Why academe is often silent on plagiarism

The word "plagiarism" is infused with the metaphor of theft. Derived from Latin roots, it once referred to kidnapping, often of slaves. Writer Thomas Mallon's famous book on plagiarism is tellingly titled "Stolen Words."

Nevertheless, plagiarism has never been prosecuted as theft, says Stuart Green, a law professor at Louisiana State University in Baton Rouge. In fact, plagiarism is rarely a matter for the courts, he says. More often, it falls into the hands of disciplinary committees at academic institutions or professional organizations.

The American Historical Association, for example, has a Professional Division that hears complaints about misconduct, including plagiarism. Since its inception almost a decade ago, the division has heard 14 charges of plagiarism. Proceedings are always confidential and only occasionally are findings publicized.

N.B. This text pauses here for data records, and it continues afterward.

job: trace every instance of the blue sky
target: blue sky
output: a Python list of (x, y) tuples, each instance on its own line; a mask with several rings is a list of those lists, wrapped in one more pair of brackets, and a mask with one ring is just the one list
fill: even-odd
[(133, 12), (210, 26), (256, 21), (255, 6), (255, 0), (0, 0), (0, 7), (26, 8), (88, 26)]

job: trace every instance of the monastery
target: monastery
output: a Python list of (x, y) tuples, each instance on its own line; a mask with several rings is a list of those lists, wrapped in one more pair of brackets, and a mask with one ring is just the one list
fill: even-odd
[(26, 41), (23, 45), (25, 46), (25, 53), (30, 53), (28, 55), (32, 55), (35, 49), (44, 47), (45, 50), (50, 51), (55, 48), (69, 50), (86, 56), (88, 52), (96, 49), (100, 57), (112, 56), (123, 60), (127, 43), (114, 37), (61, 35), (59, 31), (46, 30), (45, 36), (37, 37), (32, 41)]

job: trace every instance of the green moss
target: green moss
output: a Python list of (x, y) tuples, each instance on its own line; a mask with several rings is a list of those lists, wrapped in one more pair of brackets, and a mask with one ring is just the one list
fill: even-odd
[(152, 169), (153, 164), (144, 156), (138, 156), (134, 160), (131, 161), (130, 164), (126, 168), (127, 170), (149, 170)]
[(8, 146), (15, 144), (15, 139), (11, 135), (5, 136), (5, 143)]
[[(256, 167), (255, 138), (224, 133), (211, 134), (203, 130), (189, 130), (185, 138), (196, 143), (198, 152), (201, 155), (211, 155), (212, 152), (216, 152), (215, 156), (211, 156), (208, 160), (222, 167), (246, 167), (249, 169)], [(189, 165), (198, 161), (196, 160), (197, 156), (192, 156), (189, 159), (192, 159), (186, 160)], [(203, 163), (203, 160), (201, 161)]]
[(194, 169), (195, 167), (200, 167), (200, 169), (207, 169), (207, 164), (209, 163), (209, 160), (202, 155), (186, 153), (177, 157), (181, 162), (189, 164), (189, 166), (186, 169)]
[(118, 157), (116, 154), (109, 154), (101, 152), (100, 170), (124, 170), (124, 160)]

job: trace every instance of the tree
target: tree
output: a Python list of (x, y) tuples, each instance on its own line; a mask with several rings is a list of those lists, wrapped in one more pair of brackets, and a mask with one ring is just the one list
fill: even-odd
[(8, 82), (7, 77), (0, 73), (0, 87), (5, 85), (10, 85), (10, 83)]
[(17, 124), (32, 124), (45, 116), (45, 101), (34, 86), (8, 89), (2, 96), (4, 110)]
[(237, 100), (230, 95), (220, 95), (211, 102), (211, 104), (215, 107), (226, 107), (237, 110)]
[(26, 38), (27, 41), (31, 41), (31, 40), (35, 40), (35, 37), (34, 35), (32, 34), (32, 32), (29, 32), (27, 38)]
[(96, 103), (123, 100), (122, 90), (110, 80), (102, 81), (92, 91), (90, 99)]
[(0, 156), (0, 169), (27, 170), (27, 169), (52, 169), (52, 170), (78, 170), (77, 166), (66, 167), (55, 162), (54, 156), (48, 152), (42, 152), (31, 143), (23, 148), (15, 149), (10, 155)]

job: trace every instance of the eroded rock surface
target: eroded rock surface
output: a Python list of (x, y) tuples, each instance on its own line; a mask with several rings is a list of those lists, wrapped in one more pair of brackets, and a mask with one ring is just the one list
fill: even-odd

Such silence on plagiarism is not uncommon for academic associations, says William Bishel, a book editor at the University of Texas Press in Austin and a former editor at the American Historical Review. If an organization asserts plagiarism, then the writer may claim defamation, he says: "They are very careful in how they word pronouncements."

Still, last March, the AHA publicly announced its review of a complaint. The organization found that James Mackay's biography, "Alexander Graham Bell: A Life," violated its policy on plagiarism. Arnita Jones, executive director of the AHA, says Mackay was "very careful not to use the same words," but the structure of his story, his chapters, and in some cases his paragraphs, mirrored those of another Bell biography.

Very rarely are "frivolous" accusations brought against a scholar, says Ms. Jones. Nor is the AHA hearing complaints at an increasing rate. Still, many writers and editors agree that the public is generally more sensitized to plagiarism, in part because of technological temptations to the would-be plagiarist.

But that doesn't mean Americans are not willing to forgive and forget. Most people look at plagiarism "as a kind of minor infraction," says Patrick Scanlon of the Rochester Institute of Technology in New York. "Notions of plagiarism and notions of copyright are very culturally bound," he says.

The exceptions, of course, are writers and scholars, for whom such notions are "almost heretical." Which is why it might please some (perhaps Mallon?) that Professor Green is currently researching whether plagiarism meets the criteria of theft in the legal sense.

After all, he says, criminal sanctions are increasingly being authorized in cases involving intellectual property rights.